Soft Coding and The Enterprise Rules Engine – Millions of Dollars Worth of Waste

Imagine the following scenario, a basic business rule (read logical) change in an enterprise (read complex) application which could and should be tested in under a second, takes an hour to test. Now imagine repeating this process countless times over years with hundreds to thousands of business rules – at vendor software development rates you’ve got millions of dollars wasted.

How on earth could one have such a scenario? Surely its madness to waste ridiculous amounts of money on highly inefficient processes. But its not, it happens time and time again. The harshness of these words however have no place in the field of software engineering and software architecture – we must look at the engineering tradeoffs involved when including a rules engine and perform a quality attribute analysis. While we will not look at the enterprise rule engine in terms of a quality attribute analysis (this should be in the SAD of a given enterprise system which will have its own enterprise context), its worth looking at opinion pieces that in effect do point out certain quality attributes of enterprise rules engines. One such piece is the article Soft Coding by Alex Padadimoulis. Soft Coding is broadly defined, by Mr. Padadimoulis as

the practice of removing “things that should be in source code” from source code and placing them in some external resource

Mr. Padadimoulis goes on to say

The reason we find ourselves Soft Coding is because we fear change. Not the normal Fear of Change, but the fear that the code we write will have to be changed as a result of a business rule change. It’s a pretty silly fear to have. The whole point of software (hence, the “soft”) is that it can change that it will change. The only way to insulate your software from business rule changes is to build a completely generic program that’s devoid of all business rules yet can implement any rule. Oh, and they’ve already built that tool. It’s called C++. And Java. And C#. And Basic.
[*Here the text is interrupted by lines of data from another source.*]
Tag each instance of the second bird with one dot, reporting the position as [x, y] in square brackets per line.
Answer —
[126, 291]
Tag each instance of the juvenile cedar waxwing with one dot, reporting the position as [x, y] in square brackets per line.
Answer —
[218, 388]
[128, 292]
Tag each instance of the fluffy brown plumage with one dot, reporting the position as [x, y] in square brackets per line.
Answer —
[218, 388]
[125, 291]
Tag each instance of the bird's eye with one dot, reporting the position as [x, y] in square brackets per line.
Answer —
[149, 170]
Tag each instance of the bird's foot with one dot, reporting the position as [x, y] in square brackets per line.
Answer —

In the authors experience, some of the reasons why an enterprise rules engine (which may manifest itself in many forms, including Excel or even a vendor GUI of some sorts), may be used, rather than say a regular programming language, include the following:

  1. Insufficient time spent on design and the financial implications of design. Particularly relevant quality attributes that get neglected include modularity, testability and maintainability.
  2. The desire to include non-technical (non-programmers) in logic specification.
  3. No experience with continuous integration or continuous delivery. It may be that just about everyone concerned has been burned by non-delivery, for whatever reason.
  4. Insufficient time spent considering the implications and effects of product vendor lock-in.
  5. Consulting software vendor interests not sufficiently aligned with the clients interests. For example, including an enterprise rules engine may lead to more business (hours sold).

It may be that its possible to include an enterprise rules engine in an efficient, streamlined delivery cycle. Regretfully the author has not seen this happen.

One Year To Get Productive On Codebase = You’ve got Architectural Problems

I recently met with an individual for a chat in my home town of Wellington, New Zealand who stated that it takes his engineers a year to get productive on their huge, monolithic Ruby on Rails codebase.

This in itself is astounding, as its an unusually long time-period. But it does make sense when one considers that no matter what framework or language you may be using, if you have not spent sufficient time on your architecture up front then you will pay for it at some time in the future.

Having dabbled with Rails, it is not surprising that a Rails application can morph, over years, into a large scale enterprise application that cannot easily be architecturally redesigned to enhance its modularity, testability and other quality attributes. But perhaps this does not matter so much if you are making tons of money.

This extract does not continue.